Henry the Eighth, as everybody knows, was the husband of seven wives, and
gave to Mr. Almar (the Sadler's Wells Stephens) the idea of his beautiful
dramatic poem of the Wife of Seven Husbands.
Elizabeth's reign is remarkable for having produced a mantle which is worn
at the present day, it having been originally made for one Shakspeare; but
it is now worn by Mr. George Stephens, for whom, however, it is a palpable
misfit, and it sits upon him most awkwardly.
Charles the First had his head cut off, and Mr. Cathcart acted him so
naturally in Miss Mitford's play that one would have thought the monarch
was entirely without a head all through the tragedy.
Cromwell next obtained the chief authority. This man was a brewer, who did
not think "small beer" of himself, and inundated his country with "heavy
wet," in the shape of tears, for a long period.

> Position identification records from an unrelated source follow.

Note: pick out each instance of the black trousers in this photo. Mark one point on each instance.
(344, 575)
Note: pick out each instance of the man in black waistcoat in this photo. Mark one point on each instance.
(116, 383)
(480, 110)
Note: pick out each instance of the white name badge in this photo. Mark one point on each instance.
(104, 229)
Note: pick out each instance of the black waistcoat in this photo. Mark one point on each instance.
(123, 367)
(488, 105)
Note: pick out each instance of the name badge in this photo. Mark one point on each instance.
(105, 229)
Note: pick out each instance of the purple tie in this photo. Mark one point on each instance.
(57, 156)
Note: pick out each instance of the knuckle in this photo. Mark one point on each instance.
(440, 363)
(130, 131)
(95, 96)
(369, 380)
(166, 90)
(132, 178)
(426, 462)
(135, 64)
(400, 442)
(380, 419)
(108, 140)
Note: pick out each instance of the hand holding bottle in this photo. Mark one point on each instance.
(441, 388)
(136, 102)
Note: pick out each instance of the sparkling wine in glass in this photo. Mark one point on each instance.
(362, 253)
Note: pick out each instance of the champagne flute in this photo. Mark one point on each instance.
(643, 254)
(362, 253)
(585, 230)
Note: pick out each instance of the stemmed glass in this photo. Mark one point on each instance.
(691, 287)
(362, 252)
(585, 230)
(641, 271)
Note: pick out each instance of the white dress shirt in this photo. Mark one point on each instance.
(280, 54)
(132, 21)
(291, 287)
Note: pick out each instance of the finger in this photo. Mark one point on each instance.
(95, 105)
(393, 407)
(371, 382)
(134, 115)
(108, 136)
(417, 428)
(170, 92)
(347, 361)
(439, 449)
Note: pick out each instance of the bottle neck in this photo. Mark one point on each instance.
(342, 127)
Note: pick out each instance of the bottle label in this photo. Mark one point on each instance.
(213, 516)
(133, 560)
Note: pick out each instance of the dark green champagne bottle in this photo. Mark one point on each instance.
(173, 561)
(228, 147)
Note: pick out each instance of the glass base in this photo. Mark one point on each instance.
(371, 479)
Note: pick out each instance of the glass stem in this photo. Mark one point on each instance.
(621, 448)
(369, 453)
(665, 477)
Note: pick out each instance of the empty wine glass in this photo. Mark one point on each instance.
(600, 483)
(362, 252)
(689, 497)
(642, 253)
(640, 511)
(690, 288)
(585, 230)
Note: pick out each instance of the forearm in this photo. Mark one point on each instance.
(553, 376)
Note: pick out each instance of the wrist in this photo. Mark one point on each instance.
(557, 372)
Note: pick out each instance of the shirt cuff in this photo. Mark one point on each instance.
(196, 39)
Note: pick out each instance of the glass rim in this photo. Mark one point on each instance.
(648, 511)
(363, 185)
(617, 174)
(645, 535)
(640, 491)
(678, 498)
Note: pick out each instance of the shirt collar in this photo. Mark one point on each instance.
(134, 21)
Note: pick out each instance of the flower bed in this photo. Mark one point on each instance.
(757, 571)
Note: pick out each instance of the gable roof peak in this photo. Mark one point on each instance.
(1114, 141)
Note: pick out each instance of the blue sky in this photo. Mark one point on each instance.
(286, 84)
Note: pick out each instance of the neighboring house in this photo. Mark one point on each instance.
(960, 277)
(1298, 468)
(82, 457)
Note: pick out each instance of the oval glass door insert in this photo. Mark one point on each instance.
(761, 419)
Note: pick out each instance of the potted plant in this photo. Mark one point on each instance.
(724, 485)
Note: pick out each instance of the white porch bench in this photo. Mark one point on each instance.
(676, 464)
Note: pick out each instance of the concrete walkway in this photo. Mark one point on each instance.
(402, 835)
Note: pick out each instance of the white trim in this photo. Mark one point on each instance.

Charles the Second, well known as the merry monarch, is remarkable only
for his profligacy, and for the number of very bad farces in which he has
been the principal character. His brother James had a short reign, but not
a merry one. He is the only English sovereign who may be said to have
_amputated his bludgeon_; which, if we were speaking of an ordinary man
and not a monarch, we should have rendered by the familiar phrase of "cut
his stick," a process which was soon performed by his majesty.